On Behalf of | Nov 29, 2021 | Sexual Harassment |

In Kentucky, across the United States and all over the world, workplace harassment has been an increasing focus. A primary issue in the workplace has been sexual harassment. Despite more people being aware of the problem and giving employees who are subjected to it tools to address it, it is still a challenge. There has been an unexpected number of people claiming harassment even with remote work.

It was thought that when a growing number of people were forced to work remotely because of societal circumstances going back to early 2020, it would reduce the opportunity and incidences of this type of misbehavior. Unfortunately, a recent survey suggests that it has not only continued, but may have grown worse. People who are victimized must remember that they have rights regardless of whether they are working from home or on a job site. Having advice with a potential claim is critical.
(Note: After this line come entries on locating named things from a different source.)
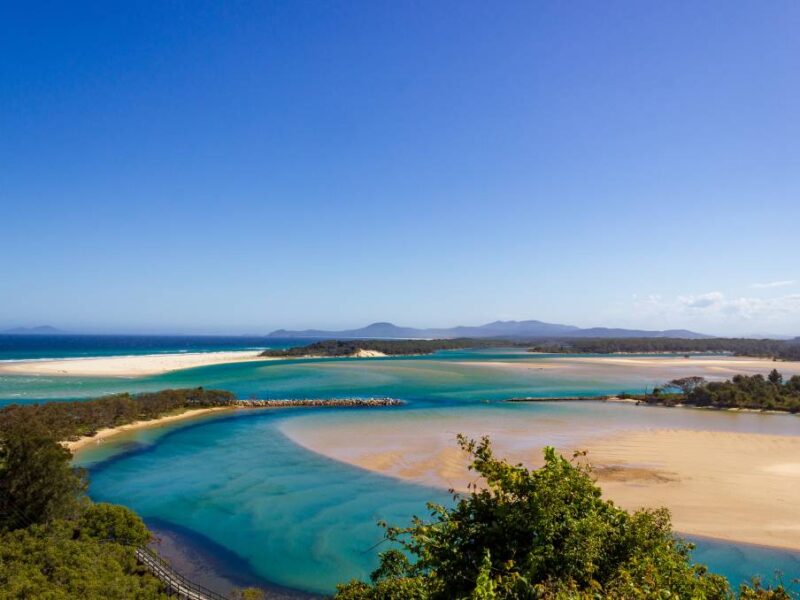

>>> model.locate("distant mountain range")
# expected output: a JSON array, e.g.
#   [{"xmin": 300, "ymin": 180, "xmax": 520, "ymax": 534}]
[
  {"xmin": 269, "ymin": 321, "xmax": 713, "ymax": 339},
  {"xmin": 0, "ymin": 325, "xmax": 64, "ymax": 335}
]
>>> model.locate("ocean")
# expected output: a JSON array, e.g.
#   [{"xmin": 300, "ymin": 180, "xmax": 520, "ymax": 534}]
[{"xmin": 0, "ymin": 336, "xmax": 800, "ymax": 594}]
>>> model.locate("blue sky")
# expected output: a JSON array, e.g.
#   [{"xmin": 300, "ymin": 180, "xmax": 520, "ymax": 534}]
[{"xmin": 0, "ymin": 1, "xmax": 800, "ymax": 335}]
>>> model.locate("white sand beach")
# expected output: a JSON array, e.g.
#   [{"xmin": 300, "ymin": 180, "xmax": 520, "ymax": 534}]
[
  {"xmin": 66, "ymin": 406, "xmax": 238, "ymax": 453},
  {"xmin": 0, "ymin": 350, "xmax": 274, "ymax": 377},
  {"xmin": 460, "ymin": 354, "xmax": 800, "ymax": 381},
  {"xmin": 281, "ymin": 409, "xmax": 800, "ymax": 550}
]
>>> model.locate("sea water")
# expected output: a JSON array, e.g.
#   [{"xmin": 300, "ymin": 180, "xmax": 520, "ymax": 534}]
[{"xmin": 0, "ymin": 336, "xmax": 800, "ymax": 593}]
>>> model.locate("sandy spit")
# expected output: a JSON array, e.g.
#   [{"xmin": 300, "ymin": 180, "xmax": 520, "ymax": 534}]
[{"xmin": 0, "ymin": 350, "xmax": 273, "ymax": 377}]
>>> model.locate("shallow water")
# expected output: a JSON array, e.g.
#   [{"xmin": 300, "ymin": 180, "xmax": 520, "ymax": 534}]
[
  {"xmin": 0, "ymin": 338, "xmax": 800, "ymax": 592},
  {"xmin": 81, "ymin": 403, "xmax": 800, "ymax": 592}
]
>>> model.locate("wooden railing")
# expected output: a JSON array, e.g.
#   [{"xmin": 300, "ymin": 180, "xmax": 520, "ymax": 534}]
[{"xmin": 136, "ymin": 546, "xmax": 228, "ymax": 600}]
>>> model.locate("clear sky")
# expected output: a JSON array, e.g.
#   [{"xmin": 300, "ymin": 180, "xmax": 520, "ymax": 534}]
[{"xmin": 0, "ymin": 0, "xmax": 800, "ymax": 335}]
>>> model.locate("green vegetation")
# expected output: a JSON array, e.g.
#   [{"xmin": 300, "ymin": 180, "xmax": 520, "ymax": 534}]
[
  {"xmin": 529, "ymin": 338, "xmax": 800, "ymax": 360},
  {"xmin": 336, "ymin": 437, "xmax": 790, "ymax": 600},
  {"xmin": 261, "ymin": 338, "xmax": 800, "ymax": 360},
  {"xmin": 0, "ymin": 388, "xmax": 236, "ymax": 441},
  {"xmin": 261, "ymin": 338, "xmax": 527, "ymax": 358},
  {"xmin": 0, "ymin": 419, "xmax": 167, "ymax": 600},
  {"xmin": 628, "ymin": 369, "xmax": 800, "ymax": 413}
]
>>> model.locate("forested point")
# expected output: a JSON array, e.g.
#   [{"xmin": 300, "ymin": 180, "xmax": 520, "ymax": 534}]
[
  {"xmin": 261, "ymin": 338, "xmax": 800, "ymax": 360},
  {"xmin": 622, "ymin": 369, "xmax": 800, "ymax": 413},
  {"xmin": 0, "ymin": 400, "xmax": 790, "ymax": 600},
  {"xmin": 0, "ymin": 387, "xmax": 236, "ymax": 441},
  {"xmin": 528, "ymin": 338, "xmax": 800, "ymax": 360},
  {"xmin": 261, "ymin": 338, "xmax": 528, "ymax": 357}
]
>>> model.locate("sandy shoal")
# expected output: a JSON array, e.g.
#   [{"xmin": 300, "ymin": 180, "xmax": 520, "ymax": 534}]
[
  {"xmin": 62, "ymin": 406, "xmax": 237, "ymax": 452},
  {"xmin": 459, "ymin": 354, "xmax": 800, "ymax": 380},
  {"xmin": 0, "ymin": 350, "xmax": 271, "ymax": 377},
  {"xmin": 282, "ymin": 416, "xmax": 800, "ymax": 550}
]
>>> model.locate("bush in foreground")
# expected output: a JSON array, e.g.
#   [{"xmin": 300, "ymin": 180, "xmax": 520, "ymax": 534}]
[{"xmin": 336, "ymin": 436, "xmax": 789, "ymax": 600}]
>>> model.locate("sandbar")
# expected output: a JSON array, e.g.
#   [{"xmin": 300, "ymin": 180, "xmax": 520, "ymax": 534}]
[
  {"xmin": 0, "ymin": 350, "xmax": 274, "ymax": 377},
  {"xmin": 61, "ymin": 406, "xmax": 238, "ymax": 453},
  {"xmin": 281, "ymin": 408, "xmax": 800, "ymax": 550},
  {"xmin": 459, "ymin": 353, "xmax": 800, "ymax": 381}
]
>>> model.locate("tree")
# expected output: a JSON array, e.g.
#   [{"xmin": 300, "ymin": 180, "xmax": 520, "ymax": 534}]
[
  {"xmin": 336, "ymin": 436, "xmax": 782, "ymax": 600},
  {"xmin": 0, "ymin": 421, "xmax": 86, "ymax": 530},
  {"xmin": 667, "ymin": 376, "xmax": 706, "ymax": 395},
  {"xmin": 0, "ymin": 520, "xmax": 167, "ymax": 600},
  {"xmin": 78, "ymin": 502, "xmax": 151, "ymax": 546}
]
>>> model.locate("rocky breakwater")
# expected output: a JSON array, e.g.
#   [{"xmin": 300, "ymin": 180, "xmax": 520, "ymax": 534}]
[{"xmin": 233, "ymin": 398, "xmax": 405, "ymax": 408}]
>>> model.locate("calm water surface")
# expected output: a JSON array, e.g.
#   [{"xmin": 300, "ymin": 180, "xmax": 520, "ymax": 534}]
[{"xmin": 0, "ymin": 338, "xmax": 800, "ymax": 593}]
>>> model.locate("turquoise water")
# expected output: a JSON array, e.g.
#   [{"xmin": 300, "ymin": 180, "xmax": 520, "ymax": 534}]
[
  {"xmin": 0, "ymin": 341, "xmax": 800, "ymax": 592},
  {"xmin": 75, "ymin": 403, "xmax": 800, "ymax": 593},
  {"xmin": 0, "ymin": 350, "xmax": 720, "ymax": 406}
]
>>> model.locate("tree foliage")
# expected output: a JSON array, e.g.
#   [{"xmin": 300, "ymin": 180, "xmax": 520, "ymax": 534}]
[
  {"xmin": 261, "ymin": 338, "xmax": 527, "ymax": 357},
  {"xmin": 0, "ymin": 520, "xmax": 167, "ymax": 600},
  {"xmin": 0, "ymin": 388, "xmax": 236, "ymax": 440},
  {"xmin": 530, "ymin": 338, "xmax": 800, "ymax": 360},
  {"xmin": 0, "ymin": 420, "xmax": 86, "ymax": 530},
  {"xmin": 336, "ymin": 436, "xmax": 788, "ymax": 600},
  {"xmin": 644, "ymin": 369, "xmax": 800, "ymax": 413}
]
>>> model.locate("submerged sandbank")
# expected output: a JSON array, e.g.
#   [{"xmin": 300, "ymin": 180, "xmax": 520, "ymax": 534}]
[
  {"xmin": 0, "ymin": 350, "xmax": 274, "ymax": 377},
  {"xmin": 281, "ymin": 407, "xmax": 800, "ymax": 550},
  {"xmin": 460, "ymin": 354, "xmax": 800, "ymax": 381},
  {"xmin": 67, "ymin": 398, "xmax": 405, "ymax": 452},
  {"xmin": 62, "ymin": 406, "xmax": 238, "ymax": 453}
]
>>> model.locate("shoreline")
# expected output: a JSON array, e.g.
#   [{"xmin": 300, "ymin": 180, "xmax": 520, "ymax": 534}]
[
  {"xmin": 0, "ymin": 350, "xmax": 275, "ymax": 377},
  {"xmin": 510, "ymin": 396, "xmax": 800, "ymax": 416},
  {"xmin": 281, "ymin": 413, "xmax": 800, "ymax": 552},
  {"xmin": 65, "ymin": 398, "xmax": 405, "ymax": 454},
  {"xmin": 61, "ymin": 406, "xmax": 238, "ymax": 454}
]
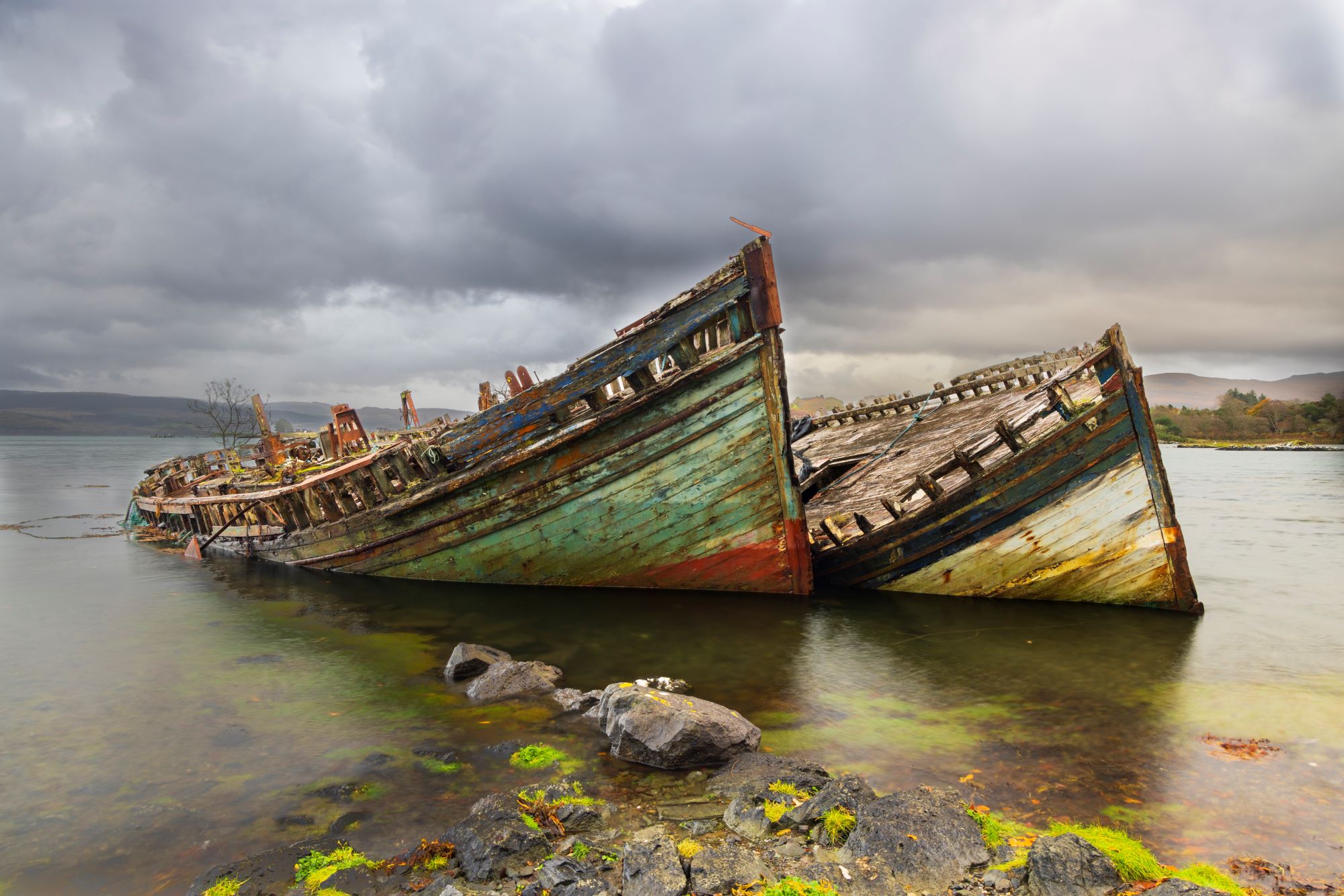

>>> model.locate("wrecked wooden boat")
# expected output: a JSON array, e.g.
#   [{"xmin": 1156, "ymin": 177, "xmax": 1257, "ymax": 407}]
[
  {"xmin": 793, "ymin": 325, "xmax": 1203, "ymax": 613},
  {"xmin": 134, "ymin": 238, "xmax": 812, "ymax": 594}
]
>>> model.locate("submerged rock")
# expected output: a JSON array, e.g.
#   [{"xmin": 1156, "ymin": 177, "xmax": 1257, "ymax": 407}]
[
  {"xmin": 707, "ymin": 752, "xmax": 831, "ymax": 798},
  {"xmin": 839, "ymin": 787, "xmax": 989, "ymax": 891},
  {"xmin": 691, "ymin": 841, "xmax": 770, "ymax": 893},
  {"xmin": 551, "ymin": 688, "xmax": 602, "ymax": 712},
  {"xmin": 621, "ymin": 827, "xmax": 685, "ymax": 896},
  {"xmin": 598, "ymin": 684, "xmax": 761, "ymax": 768},
  {"xmin": 444, "ymin": 642, "xmax": 513, "ymax": 681},
  {"xmin": 439, "ymin": 794, "xmax": 551, "ymax": 881},
  {"xmin": 1027, "ymin": 834, "xmax": 1124, "ymax": 896},
  {"xmin": 466, "ymin": 660, "xmax": 564, "ymax": 700},
  {"xmin": 187, "ymin": 838, "xmax": 337, "ymax": 896}
]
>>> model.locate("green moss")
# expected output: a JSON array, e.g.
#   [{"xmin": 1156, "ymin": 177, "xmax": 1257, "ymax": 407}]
[
  {"xmin": 421, "ymin": 756, "xmax": 462, "ymax": 775},
  {"xmin": 821, "ymin": 806, "xmax": 856, "ymax": 846},
  {"xmin": 1050, "ymin": 821, "xmax": 1167, "ymax": 881},
  {"xmin": 761, "ymin": 877, "xmax": 836, "ymax": 896},
  {"xmin": 202, "ymin": 875, "xmax": 247, "ymax": 896},
  {"xmin": 294, "ymin": 844, "xmax": 375, "ymax": 893},
  {"xmin": 508, "ymin": 743, "xmax": 570, "ymax": 768},
  {"xmin": 770, "ymin": 780, "xmax": 812, "ymax": 799},
  {"xmin": 1172, "ymin": 862, "xmax": 1246, "ymax": 896}
]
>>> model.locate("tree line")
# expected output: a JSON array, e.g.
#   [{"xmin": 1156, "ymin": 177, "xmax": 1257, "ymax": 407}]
[{"xmin": 1152, "ymin": 388, "xmax": 1344, "ymax": 442}]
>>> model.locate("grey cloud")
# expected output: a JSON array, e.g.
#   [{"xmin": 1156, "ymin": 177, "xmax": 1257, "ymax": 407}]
[{"xmin": 0, "ymin": 0, "xmax": 1344, "ymax": 406}]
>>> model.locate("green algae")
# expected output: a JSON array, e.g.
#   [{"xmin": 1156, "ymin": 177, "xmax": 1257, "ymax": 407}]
[
  {"xmin": 1050, "ymin": 821, "xmax": 1167, "ymax": 883},
  {"xmin": 1172, "ymin": 862, "xmax": 1246, "ymax": 896}
]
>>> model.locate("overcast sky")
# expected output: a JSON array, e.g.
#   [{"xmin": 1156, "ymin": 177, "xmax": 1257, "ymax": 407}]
[{"xmin": 0, "ymin": 0, "xmax": 1344, "ymax": 407}]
One-quarter of respondents said online sexual harassment is a problem at work

In a survey by nonprofit The Purple Campaign which seeks to stamp out sexual harassment and the online training company TalentLMS, more than 25% of those who took part said they have dealt with sexual harassment online since regularly working from home. They faced these behaviors on multiple platforms not limited to work conferences. They came by way of text messages, emails and on internal communication programs.

Others have found similar types of behavior in their research. A former chief executive officer of Reddit who subsequently founded a nonprofit recently stated that harassment has gotten worse since lockdowns went into effect. Twenty-six percent of those who took part in a Project Include survey were confronted by harassment based on their gender; 23% of those 50 and older said they were discriminated against because of their age; and 10% said their ethnicity or gender led to biased treatment.

Any type of harassment can be addressed with professional help

Employers are advised to have policies in place to prevent employees from committing acts of sexual harassment and other forms of workplace wrongdoing while giving employees the tools to complain about this behavior without fear of reprisal. Still, there is bound to be some reluctance given the potential fallout from complaining about illegal workplace treatment.

Given the current societal situation and the way in which people’s lives have been radically changed, being mistreated at work can only make matters more difficult. Being forced to hear inappropriate comments, having co-workers, supervisors and owners touching a person when he or she does not consent to being touched, feeling threatened that complaining will make matters worse or cost them the job entirely are just some of the difficulties employees must navigate. For fear of losing their paycheck or hindering their chance at advancement, many might simply try to muddle along and ignore the behavior. After informing the employer what is happening and making sure it is documented, it is imperative that the victim have professional advice and understand other options to put a stop to it and be compensated for the harassment. Seeking guidance should be a priority.